Tether Treasury Mints 30M USDT After Bitcoin Crashes Below $8,000

Yet again, we have observed the Tether Treasury minting a significant amount of USDT shortly after the Bitcoin price dropped hard to below $8,000.

This time, the Whale Alert (@whale_alert) Twitter account has noted a minting of $30 million in USDT on the TRON blockchain by the Treasury, who then moved it to the Bitfinex exchange.

🚨 🚨 🚨 30,000,000 #USDT (30,027,351 USD) transferred from Tether Treasury to #Bitfinex

Tx: https://t.co/NIrNhO6RPb

— Whale Alert (@whale_alert) October 23, 2019

Around a month ago, the Treasury acted similarly, minting around $15 million in USDT and moving it to the Huobi exchange after the last time Bitcoin’s price crashed to around $8,000, as BeInCrypto has previously reported. Since then, the Tether Treasury has also minted close to 2.5 million USDT on TRON shortly after minting around 20 million USDT a week beforehand. As you may know, these mintings mainly occur on the TRON blockchain as of late, as BeInCrypto has also previously reported.

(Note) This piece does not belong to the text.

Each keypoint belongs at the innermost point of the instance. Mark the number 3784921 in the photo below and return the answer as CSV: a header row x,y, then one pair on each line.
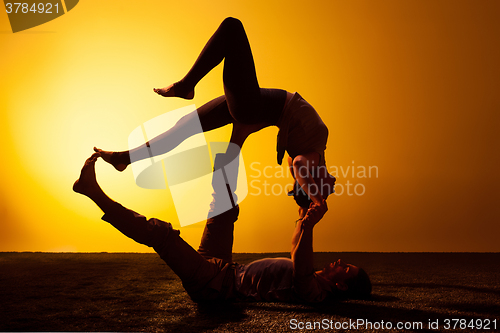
x,y
36,8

Of course, these moves are almost certainly being done to pump Bitcoin’s price, as many have come to figure out a correlation between the two. As BeInCrypto has also previously touched on, whenever there is a drop in Tether trading volume, we tend to see Bitcoin’s price correct significantly. That said, this isn’t inherently legal, and the company has been involved in a lawsuit for some time regarding the pumping. After all, this minting is technically a form of market manipulation, and it’s any wonder how Tether and Bitfinex have been able to get away with it for so long.

tether usdt

In other Tether news, BeInCrypto has recently reported on the fact that only 104 Tether addresses are in control of close to 70% of the stablecoin’s circulating supply. This amounts to around $2.8 billion’s worth of USDT. There’s also the fact that many don’t hold the asset for very long, with the average HODL time being around 17.8 days before leaving a wallet.